Selection of exemplar cases

We will conduct a deep review of 10 cases adjudicated by experts (five with errors and five without) using a positive deviance approach.17,18 Cases will be selected to maximize the contrast between those with and without DEs to guard against erroneous conclusions.1921 Using qualitative thematic analysis, we will conduct instrumental collective case study analyses to identify themes that emerge from clinician surveys, redacted charts or case review documents, free-text descriptors from our adjudication tools, and clinician interviews.22 Results from these qualitative analyses will be used to identify possible targets for improvement and better understand Safety II issues.

Systems analysis of cases

As in prior studies, we will conduct systems analyses of eight cases of DE (i.e., one for each DEER diagnostic process dimension) at selected sites to provide additional insight into potential targets for Safety I interventions. We will apply tools, such as health care failure modes and effects analysis, cause-and-effect diagrams, and root cause analyses to understand the root causes of reviewed DEs.

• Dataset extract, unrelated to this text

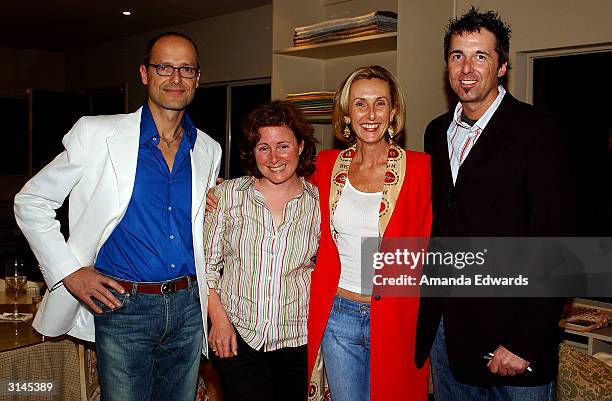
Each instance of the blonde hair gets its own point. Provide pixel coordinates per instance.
(341, 101)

Aim 2: Benchmarking of diagnostic performance across sites

Aim 2 has two related goals, the first being the development and dissemination of data reports representing error rates and diagnostic processes, and the second being the incorporation of these reports into local quality programs.

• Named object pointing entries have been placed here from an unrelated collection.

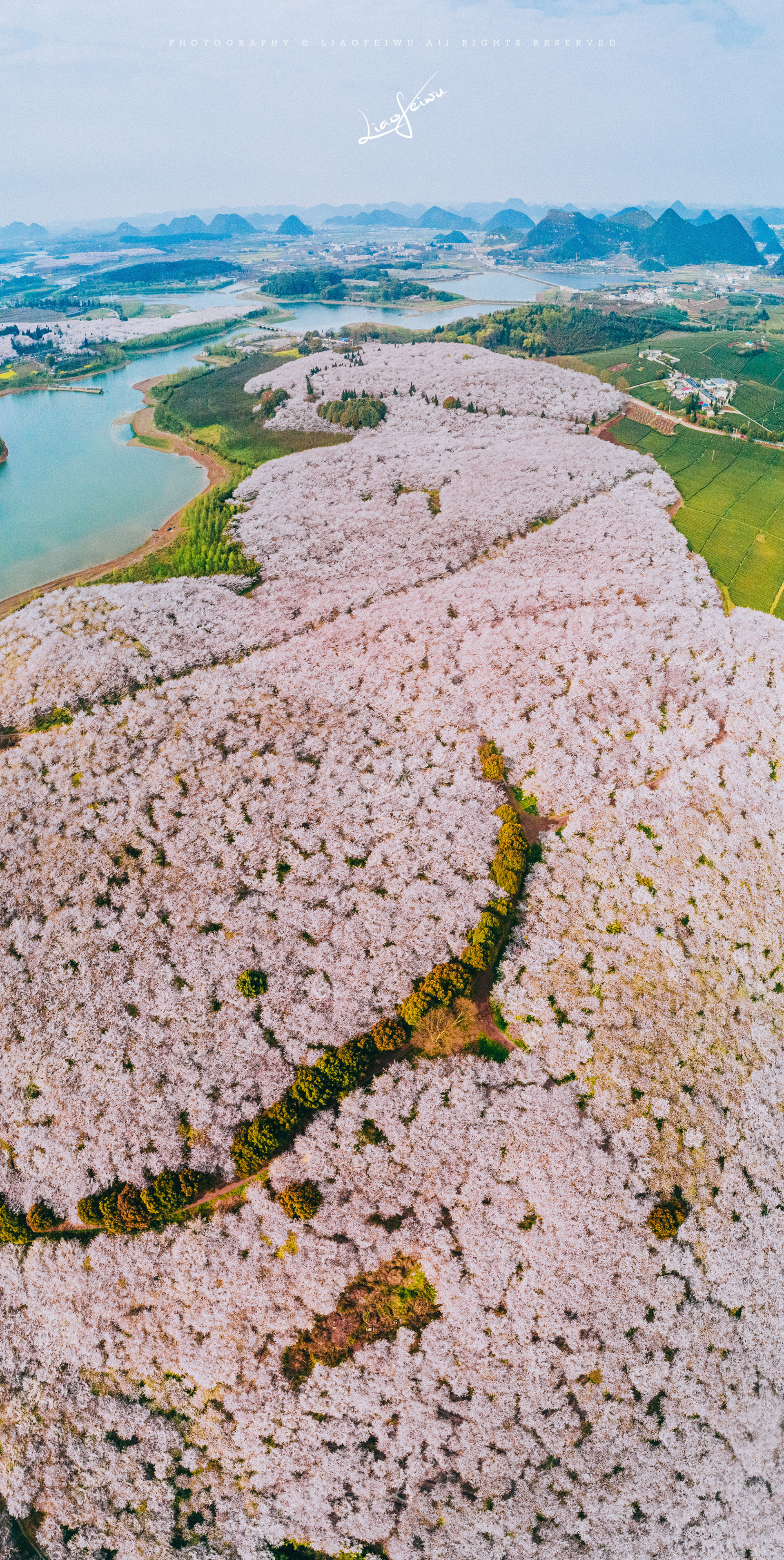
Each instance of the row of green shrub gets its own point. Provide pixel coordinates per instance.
(334, 1077)
(202, 548)
(341, 1072)
(124, 1206)
(337, 1074)
(353, 411)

Feedback report development

Initial forms of our reports will allow sites to view their data only and will present error prevalence, harms related to errors, diagnostic process faults as represented by DEER taxonomy groupings, and population-attributable fractions indicating the highest priority process faults. In addition, prototypes will include exploratory measures indicating possible Safety II events (e.g., “good catches”) and resilience features identified from exemplar cases and expanded through qualitative efforts. Following iterative refinement of these reports, we will allow sites to see their own performance compared to the overall group’s, followed by additional rounds of iterative refinement in response to user feedback.

Incorporation of reports into existing programs

Once reports have been validated by working groups, we will then turn to help site leads to incorporate reports into existing quality improvement infrastructure at their institutions. We will ask site leads to identify and engage key stakeholders (such as the chief quality or chief safety officers, residency program directors, and clinical chiefs), as well as important committees where adverse events, deaths, or ICU transfers are reviewed. We will also ask site leads to consider venues or committees where clinical excellence is taught, such as clinical-pathological conferences or resident reports.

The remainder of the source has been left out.